Stevens – Johnson syndrome is an acute polymorphic disease that affects the skin and mucous membranes. The disease affects men and women equally, and can affect individuals of all ages. Stevens – Johnson syndrome is a severe disease that can have mortality rates of 15%. About half of all afflicted patients develop eye problems, which can range in severity from mild conjunctivitis to severe perforating ulcerations. The exact pathogenesis of the disease is not known, but there are strong associations with certain medications and infections. Ocular cicatrizing pemphigoid is a chronic autoimmune cicatrizing conjunctivitis. The disease usually affects women older than 30. The disease progresses from development of conjunctival bullae to subepithelial fibrosis and loss of conjunctival goblet cells. Mucous tear deficiency, symblepheron formation and scarring may follow. In these diseases, the chances that a corneal transplant will be successful approach 0%. With a keratoprosthesis, however, success rates can be over 80% after 1 year – a remarkable achievement considering the severity of disease and absence of alternatives.

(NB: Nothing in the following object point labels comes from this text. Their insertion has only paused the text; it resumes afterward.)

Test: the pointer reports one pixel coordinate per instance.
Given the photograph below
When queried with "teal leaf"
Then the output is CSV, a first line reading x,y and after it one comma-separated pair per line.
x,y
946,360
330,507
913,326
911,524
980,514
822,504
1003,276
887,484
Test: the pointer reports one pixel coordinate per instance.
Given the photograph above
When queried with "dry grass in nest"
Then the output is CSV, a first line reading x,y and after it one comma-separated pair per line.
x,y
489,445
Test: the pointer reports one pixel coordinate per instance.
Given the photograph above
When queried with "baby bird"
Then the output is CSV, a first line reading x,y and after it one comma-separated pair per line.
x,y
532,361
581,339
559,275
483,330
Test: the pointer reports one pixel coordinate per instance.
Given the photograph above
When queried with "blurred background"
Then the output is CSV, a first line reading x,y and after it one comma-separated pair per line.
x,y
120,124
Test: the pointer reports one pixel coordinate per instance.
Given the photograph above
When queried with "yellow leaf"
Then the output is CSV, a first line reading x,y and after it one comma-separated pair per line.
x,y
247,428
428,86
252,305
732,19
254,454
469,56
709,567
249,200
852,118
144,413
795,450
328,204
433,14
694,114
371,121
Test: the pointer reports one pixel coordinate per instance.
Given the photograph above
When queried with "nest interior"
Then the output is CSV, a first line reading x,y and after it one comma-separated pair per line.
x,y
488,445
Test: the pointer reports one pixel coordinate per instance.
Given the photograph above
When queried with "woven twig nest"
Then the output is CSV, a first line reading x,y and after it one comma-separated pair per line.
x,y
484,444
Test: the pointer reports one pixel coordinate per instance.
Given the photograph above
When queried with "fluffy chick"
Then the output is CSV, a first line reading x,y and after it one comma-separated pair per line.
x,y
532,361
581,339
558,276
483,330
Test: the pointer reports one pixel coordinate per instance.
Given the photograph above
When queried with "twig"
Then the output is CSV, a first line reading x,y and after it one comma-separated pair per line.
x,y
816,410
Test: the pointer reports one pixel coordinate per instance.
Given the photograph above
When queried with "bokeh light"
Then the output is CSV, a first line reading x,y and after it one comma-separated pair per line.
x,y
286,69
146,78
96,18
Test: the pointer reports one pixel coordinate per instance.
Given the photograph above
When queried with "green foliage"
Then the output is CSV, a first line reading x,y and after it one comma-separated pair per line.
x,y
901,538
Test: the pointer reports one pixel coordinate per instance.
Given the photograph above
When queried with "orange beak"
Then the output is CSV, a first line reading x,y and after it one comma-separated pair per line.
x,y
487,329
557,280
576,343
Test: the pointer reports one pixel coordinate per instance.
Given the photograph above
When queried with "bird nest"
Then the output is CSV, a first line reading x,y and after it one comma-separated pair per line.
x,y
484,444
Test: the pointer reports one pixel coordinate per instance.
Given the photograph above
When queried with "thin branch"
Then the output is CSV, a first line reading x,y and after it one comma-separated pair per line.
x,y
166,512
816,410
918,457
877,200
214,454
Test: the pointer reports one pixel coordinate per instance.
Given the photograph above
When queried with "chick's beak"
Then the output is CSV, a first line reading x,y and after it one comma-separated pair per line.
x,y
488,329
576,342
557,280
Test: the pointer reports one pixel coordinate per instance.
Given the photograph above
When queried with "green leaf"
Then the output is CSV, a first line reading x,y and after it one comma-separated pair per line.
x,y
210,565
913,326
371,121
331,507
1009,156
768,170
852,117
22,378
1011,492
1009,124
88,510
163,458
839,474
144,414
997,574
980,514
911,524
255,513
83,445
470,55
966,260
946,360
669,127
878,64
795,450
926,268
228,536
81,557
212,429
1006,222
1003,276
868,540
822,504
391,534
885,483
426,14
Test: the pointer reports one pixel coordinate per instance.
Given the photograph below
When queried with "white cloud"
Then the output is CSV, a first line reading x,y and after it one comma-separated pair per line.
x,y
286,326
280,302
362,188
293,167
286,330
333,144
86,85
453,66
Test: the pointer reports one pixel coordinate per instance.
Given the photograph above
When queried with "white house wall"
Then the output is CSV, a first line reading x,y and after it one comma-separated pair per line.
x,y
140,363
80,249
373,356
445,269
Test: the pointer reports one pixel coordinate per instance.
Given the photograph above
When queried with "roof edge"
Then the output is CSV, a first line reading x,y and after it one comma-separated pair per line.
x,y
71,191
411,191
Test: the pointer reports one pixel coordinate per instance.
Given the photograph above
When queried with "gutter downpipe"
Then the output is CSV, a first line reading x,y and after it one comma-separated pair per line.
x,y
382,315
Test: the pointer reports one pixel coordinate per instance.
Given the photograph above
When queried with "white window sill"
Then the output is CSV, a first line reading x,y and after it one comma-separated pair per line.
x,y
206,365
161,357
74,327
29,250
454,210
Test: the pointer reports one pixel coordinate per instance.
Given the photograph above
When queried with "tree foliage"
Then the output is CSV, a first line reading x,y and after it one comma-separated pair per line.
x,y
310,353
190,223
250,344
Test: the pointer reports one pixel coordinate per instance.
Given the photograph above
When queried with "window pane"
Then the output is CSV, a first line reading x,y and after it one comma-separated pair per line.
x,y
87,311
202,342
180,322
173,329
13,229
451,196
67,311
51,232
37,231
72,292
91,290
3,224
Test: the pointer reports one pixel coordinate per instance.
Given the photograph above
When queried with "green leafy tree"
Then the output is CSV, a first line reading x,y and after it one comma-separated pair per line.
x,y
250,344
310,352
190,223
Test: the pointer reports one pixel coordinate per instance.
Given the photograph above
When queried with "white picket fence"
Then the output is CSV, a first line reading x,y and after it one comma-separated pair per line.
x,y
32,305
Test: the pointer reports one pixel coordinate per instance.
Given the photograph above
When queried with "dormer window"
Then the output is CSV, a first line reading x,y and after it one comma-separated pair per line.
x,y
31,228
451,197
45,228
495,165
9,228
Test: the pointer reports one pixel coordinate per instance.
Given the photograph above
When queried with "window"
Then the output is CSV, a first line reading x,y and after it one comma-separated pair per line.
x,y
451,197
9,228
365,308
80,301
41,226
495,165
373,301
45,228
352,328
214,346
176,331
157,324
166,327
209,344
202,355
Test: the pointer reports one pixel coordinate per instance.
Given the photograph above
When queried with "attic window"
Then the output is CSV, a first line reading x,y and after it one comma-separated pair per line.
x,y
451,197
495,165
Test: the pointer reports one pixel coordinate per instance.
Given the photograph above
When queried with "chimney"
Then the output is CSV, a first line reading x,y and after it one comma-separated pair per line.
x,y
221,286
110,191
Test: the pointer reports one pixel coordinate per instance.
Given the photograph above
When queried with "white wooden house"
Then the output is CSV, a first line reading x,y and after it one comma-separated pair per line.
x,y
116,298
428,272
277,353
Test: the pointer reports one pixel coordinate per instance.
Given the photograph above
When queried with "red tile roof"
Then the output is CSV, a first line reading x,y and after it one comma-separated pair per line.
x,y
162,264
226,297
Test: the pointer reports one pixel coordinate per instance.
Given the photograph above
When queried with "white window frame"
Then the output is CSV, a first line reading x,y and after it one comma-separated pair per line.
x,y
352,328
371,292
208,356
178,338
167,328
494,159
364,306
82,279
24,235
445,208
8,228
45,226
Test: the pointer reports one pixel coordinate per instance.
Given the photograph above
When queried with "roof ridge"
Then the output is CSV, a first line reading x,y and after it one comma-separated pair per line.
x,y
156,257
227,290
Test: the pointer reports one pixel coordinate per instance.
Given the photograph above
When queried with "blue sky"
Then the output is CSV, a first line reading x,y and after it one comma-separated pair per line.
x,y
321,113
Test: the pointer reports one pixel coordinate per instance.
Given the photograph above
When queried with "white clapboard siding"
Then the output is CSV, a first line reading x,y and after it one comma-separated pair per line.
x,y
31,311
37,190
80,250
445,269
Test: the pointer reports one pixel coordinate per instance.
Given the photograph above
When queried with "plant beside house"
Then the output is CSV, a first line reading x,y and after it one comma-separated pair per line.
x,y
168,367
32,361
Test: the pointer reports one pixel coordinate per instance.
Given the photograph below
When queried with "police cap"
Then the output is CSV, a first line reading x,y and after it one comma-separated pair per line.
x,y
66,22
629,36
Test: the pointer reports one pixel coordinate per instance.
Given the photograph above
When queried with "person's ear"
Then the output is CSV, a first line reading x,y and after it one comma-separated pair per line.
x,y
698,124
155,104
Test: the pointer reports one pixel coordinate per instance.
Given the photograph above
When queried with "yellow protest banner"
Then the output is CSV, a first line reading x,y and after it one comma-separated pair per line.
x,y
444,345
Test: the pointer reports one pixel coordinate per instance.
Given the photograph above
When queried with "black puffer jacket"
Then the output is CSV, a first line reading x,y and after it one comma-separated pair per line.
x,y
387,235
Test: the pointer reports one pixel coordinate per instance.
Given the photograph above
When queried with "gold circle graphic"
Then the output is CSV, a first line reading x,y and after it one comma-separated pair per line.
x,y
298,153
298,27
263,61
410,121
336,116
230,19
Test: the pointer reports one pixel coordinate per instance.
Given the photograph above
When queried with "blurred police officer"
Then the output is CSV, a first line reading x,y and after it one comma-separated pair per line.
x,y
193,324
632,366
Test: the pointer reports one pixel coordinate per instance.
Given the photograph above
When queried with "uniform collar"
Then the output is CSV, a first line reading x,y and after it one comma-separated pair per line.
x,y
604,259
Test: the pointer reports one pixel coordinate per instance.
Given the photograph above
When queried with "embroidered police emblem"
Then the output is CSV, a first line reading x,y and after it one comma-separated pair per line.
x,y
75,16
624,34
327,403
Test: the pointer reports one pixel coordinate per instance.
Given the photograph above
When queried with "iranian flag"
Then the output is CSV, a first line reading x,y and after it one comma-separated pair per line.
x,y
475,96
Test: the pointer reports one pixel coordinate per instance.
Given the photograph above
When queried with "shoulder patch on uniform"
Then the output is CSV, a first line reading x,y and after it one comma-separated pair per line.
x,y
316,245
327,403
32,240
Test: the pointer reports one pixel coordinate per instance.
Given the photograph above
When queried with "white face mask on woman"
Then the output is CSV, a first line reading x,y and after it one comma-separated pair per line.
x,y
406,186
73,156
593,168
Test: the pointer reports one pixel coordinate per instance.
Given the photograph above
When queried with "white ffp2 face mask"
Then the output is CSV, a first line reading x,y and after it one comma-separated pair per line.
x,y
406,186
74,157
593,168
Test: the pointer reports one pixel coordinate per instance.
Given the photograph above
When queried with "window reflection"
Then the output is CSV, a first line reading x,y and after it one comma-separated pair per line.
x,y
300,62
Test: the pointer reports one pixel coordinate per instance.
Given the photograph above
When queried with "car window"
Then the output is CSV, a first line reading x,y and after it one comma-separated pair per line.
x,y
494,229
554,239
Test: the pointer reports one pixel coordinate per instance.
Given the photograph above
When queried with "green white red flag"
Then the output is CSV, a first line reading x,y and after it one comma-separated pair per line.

Despite these success rates, a high rate of complications continues to plague keratoprosthetic surgery. Endophthalmitis, glaucoma and extrusion of the implant are serious complications that continue to occur even with newer generation materials. Other complications include sterile vitritis and the formation of a retrolental fibrotic membrane that blocks the visual axis and reduces visual acuity. Sometimes, these membranes can be disrupted with YAG laser surgery; however, others are too thick to do so with laser and need to be removed with intraocular procedures. Due to these complications, most surgeons do not perform keratoprosthesis surgery unless the patient is blinded bilaterally from a select few diseases for which corneal transplantation is not an option.
Commercially available keratoprostheses are made from several different types of materials. Polymethylmethacrylate (PMMA) remains a popular material and is used in collar-button designs and KPro optics. Poly (2-hydroxyethylmethacrylate) (PHEMA) is also used in keratoprostheses. Ongoing work continues to optimize biocompatibility between the keratoprosthesis material and host cornea and sclera. Recently, scientists from the University of Ottawa Eye Institute in Ontario, Canada implanted an artificial extracellular matrix to a pig model and demonstrated successful in vivo regeneration of host corneal epithelium, stroma and nerves. Such research will continue to refine the currently available keratoprostheses and enable the development of more biocompatible artificial corneas.